だから、連中に見つからず、ボスを直接割り出して潰して欲しいのだ。それしか方法はない。
国家が誇る最高の武力である君でも…。」
私は驚いた。あのマロウズやグンドリルは、私でも倒せるか怪しいほどの強者だ。そんな私達が単騎で倒せない存在は、魔王ぐらいしかいないはずだった。
それを雑魚一体で?そんな怪物集団、あっていいはずがない。ただ、それが本当なら、国王の懸念も理解できるというものだ。だが…。
「だが、そのボスの正体すら分かっていないのでは?」
「実は多大な犠牲を払いつつも、諜報部隊に何とかつかませることに成功した。
元々は魔王討伐目的だったとはいえ、東の同盟国がシノビの技術を我々に提供してくれていて助かったよ。
それでも帰還者はわずか一名だったが…」
シノビか。
魔王討伐前、南の遊牧民のアドバイスに従って、経験値蓄積の武者修行ついでに国王特使として、
東の国の国王と直接交渉して、同盟を結んできた甲斐があったというものだ。
シノビの技術は確かに便利だ。私もかの国でマスターしてきたから、よくわかる。
そのシノビですら殆ど討たれたということは、彼らは探知能力も高いということか…。
確かに、それならボスを叩いたほうが良さそうだ。
私らしくはないが、一騎打ちにさえたどり着けば、少しは勇者の戦い方もできよう。
「なるほど。了解した。早速その場所を教えてくれ」
…こうして、何とかバレずに潜り抜けて、出会ったボスが、ドラゴンだったという訳だ。
ただ、そのドラゴンも、普通のドラゴンのあのしなやかさと美しさがない、鋼鉄製のものだった。
しかも、その魂は人であると私は直感した。…中にいる生身の人間がドラゴンを操っていると。
聖職者ほどではないが、宿っている魂が人か否かぐらいは、長年人外を相手にしていると自然と分かる。

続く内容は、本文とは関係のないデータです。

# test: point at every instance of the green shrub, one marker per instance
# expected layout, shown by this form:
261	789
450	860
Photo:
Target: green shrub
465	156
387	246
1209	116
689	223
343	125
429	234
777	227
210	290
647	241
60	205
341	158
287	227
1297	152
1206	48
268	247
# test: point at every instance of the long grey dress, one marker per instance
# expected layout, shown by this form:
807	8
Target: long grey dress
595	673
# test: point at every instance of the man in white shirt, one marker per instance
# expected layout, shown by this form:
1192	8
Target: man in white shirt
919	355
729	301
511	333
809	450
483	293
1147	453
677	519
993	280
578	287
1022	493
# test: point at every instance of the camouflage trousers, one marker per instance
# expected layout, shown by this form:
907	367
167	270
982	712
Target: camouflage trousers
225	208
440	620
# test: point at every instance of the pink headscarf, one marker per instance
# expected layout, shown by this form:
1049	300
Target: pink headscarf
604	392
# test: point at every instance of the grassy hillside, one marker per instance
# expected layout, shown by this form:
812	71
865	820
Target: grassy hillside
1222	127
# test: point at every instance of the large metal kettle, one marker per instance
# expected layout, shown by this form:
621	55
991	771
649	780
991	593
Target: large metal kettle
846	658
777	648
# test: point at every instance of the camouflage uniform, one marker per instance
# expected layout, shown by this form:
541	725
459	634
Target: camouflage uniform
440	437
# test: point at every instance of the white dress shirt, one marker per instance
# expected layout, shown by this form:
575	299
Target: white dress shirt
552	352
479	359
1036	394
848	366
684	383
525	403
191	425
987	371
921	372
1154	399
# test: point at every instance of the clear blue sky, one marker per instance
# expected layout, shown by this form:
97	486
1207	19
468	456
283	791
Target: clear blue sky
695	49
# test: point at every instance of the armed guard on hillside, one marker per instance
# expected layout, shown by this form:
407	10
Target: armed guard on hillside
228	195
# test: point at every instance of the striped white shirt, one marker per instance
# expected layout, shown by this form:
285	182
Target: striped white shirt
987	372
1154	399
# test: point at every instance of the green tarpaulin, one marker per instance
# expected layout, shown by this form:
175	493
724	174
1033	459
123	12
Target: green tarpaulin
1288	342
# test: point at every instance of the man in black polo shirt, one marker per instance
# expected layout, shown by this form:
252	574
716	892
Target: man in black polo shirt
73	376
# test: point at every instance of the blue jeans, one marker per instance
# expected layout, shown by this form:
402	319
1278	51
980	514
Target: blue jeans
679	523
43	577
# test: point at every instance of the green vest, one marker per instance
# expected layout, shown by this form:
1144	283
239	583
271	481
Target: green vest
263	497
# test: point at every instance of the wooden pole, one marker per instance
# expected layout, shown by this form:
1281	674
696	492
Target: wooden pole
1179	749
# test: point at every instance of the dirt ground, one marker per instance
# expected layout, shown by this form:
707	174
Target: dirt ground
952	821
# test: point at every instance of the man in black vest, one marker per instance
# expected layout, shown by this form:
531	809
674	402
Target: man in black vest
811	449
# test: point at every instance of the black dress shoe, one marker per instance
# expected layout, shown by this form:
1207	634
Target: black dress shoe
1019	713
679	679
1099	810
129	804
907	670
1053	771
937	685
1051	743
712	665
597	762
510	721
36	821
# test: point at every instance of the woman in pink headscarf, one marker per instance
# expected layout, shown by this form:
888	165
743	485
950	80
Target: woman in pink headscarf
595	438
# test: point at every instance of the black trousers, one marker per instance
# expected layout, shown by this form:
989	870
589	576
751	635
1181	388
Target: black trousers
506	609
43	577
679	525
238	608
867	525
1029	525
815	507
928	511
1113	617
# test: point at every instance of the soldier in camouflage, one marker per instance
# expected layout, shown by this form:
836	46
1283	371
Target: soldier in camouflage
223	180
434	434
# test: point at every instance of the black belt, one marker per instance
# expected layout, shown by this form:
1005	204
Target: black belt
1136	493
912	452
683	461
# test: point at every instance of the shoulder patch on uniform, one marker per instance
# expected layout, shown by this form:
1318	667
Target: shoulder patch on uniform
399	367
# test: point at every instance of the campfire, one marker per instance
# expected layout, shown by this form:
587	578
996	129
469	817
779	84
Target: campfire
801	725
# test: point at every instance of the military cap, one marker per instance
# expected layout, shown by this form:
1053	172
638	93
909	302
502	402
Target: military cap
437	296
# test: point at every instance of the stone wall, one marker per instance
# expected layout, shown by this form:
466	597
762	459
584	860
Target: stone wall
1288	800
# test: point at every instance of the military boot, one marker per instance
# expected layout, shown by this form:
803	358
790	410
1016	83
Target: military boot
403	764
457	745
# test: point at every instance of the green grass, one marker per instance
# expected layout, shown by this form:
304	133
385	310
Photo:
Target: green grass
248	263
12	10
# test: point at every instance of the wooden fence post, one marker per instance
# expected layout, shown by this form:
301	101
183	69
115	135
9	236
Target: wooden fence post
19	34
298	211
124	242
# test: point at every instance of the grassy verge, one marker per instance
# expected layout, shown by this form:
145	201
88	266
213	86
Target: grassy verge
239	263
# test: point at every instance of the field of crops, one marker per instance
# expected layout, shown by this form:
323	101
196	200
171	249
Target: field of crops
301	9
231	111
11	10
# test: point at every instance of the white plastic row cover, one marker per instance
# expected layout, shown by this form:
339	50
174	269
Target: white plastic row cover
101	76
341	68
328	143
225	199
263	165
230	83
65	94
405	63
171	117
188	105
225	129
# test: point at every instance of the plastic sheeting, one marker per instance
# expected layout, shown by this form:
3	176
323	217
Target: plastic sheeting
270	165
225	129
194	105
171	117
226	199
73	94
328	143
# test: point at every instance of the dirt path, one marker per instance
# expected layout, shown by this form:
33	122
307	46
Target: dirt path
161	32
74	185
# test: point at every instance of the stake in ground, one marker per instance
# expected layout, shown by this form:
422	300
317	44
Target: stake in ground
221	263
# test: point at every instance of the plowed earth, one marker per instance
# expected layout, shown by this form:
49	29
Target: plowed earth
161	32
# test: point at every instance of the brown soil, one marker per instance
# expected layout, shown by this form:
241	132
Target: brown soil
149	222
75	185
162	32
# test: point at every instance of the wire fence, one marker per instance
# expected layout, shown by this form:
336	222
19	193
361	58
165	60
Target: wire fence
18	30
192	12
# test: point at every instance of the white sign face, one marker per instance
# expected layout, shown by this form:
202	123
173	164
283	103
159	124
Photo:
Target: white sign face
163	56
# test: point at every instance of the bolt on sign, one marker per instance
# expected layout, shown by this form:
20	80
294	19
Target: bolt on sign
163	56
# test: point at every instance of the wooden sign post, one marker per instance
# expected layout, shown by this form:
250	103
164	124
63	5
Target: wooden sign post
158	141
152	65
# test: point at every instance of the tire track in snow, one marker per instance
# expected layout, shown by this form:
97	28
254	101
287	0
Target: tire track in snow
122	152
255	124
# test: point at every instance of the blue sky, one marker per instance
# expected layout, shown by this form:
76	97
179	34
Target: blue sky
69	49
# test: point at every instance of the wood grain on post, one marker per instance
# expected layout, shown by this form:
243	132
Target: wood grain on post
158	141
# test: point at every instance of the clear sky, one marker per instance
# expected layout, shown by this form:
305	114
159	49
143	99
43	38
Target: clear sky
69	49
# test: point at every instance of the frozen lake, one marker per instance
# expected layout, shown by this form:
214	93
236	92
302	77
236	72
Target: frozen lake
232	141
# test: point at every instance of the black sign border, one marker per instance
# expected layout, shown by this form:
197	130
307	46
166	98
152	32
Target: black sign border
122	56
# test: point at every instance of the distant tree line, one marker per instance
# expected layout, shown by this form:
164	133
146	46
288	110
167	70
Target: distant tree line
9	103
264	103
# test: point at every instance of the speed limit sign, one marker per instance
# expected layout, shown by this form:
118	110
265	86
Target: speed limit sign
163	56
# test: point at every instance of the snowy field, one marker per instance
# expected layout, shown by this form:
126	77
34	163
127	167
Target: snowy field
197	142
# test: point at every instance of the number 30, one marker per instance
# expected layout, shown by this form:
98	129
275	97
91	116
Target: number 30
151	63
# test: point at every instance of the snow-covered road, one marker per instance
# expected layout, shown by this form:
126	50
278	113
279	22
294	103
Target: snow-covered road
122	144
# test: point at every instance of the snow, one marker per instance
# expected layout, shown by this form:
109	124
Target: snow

本来ならあり得ないことだが、魂が人なら、怪物集団が鋼鉄製で魂を宿していないことも、何故か納得できた。
「お前、人間だな?」
「鋭いけど違うね。私は、神だよ。他ならぬ、この世界の神さ」
冗談もほどほどにしとけ、と言いたくなったが飲み込んだ。
「神なら何故破壊を?」
「…退屈だったから。君たち魔王倒しちゃったし」
「は?」
「でも強すぎるのも退屈だね。魔法使いも戦士も倒しちゃったし。だから君は殺さない」
「え?」
「私にたどり着き、私がドラゴンではないことを見抜いた褒美だ。代わりに、地獄に落ちろ」
「はあ?」
「君はアエネイアスになれるかな?」
マロウズ、否、魔王の魔術をもってしても、人を意図的に地獄に落とすなどということは不可能なはずだった。
天国と地獄、人々の選別は、魔術すら及ばない、それこそ「神」の領域…。
まさか、こいつ、本当に?
ってかアエネイアスって誰だよ?
あまりに意味不明すぎて、思考がグルグル回る。とりあえず、攻撃に出ようか、と思ったその時…。
ドラゴンの口から黒い球が吐き出され、私は闇に包まれ、そして意識を失った。